As a laser scientist, Liebenberg has spent much of his life improving the process of laser enrichment. Jeff Eerkens, the company’s other co-founder, is considered the Father of Laser Enrichment. In the 1980s and 90s, he developed the CRISLA (Condensation Repression Isotope Selective Laser Activation) process of laser enrichment.
So why hasn’t laser enrichment already been implemented nationwide? The process itself is highly efficient, but as of now, it’s proven to be unscalable.
“Laser enrichment has been around for 50 years, and no one has been able to successfully scale it, to take it to commercialization. Not one out of 20-plus countries,” says Liebenberg. But that may soon change. LIS Technologies is in the process of creating a laser that makes it possible to enrich uranium on a larger scale.

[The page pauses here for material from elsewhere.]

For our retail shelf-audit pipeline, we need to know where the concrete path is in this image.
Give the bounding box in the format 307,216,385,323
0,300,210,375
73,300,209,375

“Our lasers are very different from what we’ve been using in the past,” Liebenberg says. “I’ve given up on the prior art. We’re going to use this new type of laser that’s much more scalable. We’re going to scale the whole process and show that we can still do LEU in a single-stage, and HALEU in a double-stage with scaled equipment.”
Given the fact that most large-scale enrichment processes must go through hundreds of stages, this might sound too good to be true. “If you irradiate the uranium once, it’s enriched all the way from natural to the LEU level,” Liebenberg explains. “If you irradiate it again, you can go all the way to HALEU, up to 20%.”
Why does this matter? As the U.S. moves toward energy independence, having a steady supply of nuclear fuel is non-negotiable. Current enrichment technologies are so time-consuming that they’ll likely cause a backup in the domestic fuel pipeline.
If LIS Technologies can demonstrate its single-stage enrichment process at scale, it could revolutionize America’s nuclear industry. When mined uranium can be enriched and put to use without delay, the nation will be well on its way to a new era of clean energy.